• • Number of (apoptotic) endothelial (progenitor) cells [ Time Frame: baseline ] [ Designated as safety issue: No ]
  

• • Oxidative stress: cytosolic and mitochondrial FR [ Time Frame: baseline ] [ Designated as safety issue: No ]
  

Evidence exists that oxidative stress is enhanced in congestive heart failure patients resulting in damage to cellular lipids, proteins and DNA. Because of free radical-induced apoptosis of skeletal muscle fibers, oxidative stress is an important contributor to skeletal muscle fatigue and low exercise tolerance of congestive heart failure patients. Enhanced oxidative stress in congestive heart failure can exert negative inotropic effects and can have important effects on the structure and function of the myocardium, and may be implicated in the progression of congestive heart failure. Free radical stress could also impair recruitment and differentiation of circulating endothelial progenitor cells resulting in increased all cause mortality.

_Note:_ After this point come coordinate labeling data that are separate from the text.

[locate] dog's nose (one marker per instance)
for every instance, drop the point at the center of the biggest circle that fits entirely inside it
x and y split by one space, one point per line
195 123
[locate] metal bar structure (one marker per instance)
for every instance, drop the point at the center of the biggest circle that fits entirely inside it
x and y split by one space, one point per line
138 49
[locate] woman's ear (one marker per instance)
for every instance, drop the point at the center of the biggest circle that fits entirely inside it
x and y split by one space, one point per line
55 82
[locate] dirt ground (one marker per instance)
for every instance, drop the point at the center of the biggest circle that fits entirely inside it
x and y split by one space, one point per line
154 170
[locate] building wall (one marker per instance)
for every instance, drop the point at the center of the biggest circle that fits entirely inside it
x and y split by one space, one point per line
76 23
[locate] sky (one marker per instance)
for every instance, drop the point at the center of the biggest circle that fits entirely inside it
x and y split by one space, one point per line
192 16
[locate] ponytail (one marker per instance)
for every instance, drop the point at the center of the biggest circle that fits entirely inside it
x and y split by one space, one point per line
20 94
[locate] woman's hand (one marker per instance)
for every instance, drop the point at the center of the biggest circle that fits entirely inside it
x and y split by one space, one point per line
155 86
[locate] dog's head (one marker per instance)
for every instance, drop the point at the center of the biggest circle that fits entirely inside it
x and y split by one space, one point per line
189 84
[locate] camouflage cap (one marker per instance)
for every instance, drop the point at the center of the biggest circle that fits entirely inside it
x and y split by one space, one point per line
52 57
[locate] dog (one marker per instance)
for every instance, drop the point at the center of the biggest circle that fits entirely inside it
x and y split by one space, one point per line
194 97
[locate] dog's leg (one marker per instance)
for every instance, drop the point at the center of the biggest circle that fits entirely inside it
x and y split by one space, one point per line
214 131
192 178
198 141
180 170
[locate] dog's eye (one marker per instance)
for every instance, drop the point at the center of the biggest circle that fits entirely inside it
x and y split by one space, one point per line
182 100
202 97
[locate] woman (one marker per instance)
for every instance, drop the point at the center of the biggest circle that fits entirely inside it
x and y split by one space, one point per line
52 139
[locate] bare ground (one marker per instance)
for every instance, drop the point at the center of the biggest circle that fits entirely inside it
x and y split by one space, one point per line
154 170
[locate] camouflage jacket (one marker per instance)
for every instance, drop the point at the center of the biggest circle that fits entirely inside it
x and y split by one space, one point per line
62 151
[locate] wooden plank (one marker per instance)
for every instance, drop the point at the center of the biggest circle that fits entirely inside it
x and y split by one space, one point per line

Reduced pulmonary clearance of free radical loaded white blood cells and platelets is an important contributor to enhanced oxidative stress in congestive heart failure patients. Failure of pulmonary clearance of free radical loaded white blood cells and platelets probably results from pulmonary congestion which has led to the rationale of the current study. Biventricular pacing for resynchronization therapy in congestive heart failure patients reduces left ventricular filling pressure and pulmonary congestion. Biventricular pacing may therefore augment pulmonary clearance of free radical loaded white blood cells and platelets in congestive heart failure patients.

We conduct a prospective, observational clinical study to investigate the correlation of left ventricular filling pressure, pulmonary clearance of FR loaded circulating white blood cells and platelets and number of endothelial progenitor cells in congestive heart failure (CHF) patients before and after implantation of a biventricular pacemaker for resynchronization therapy.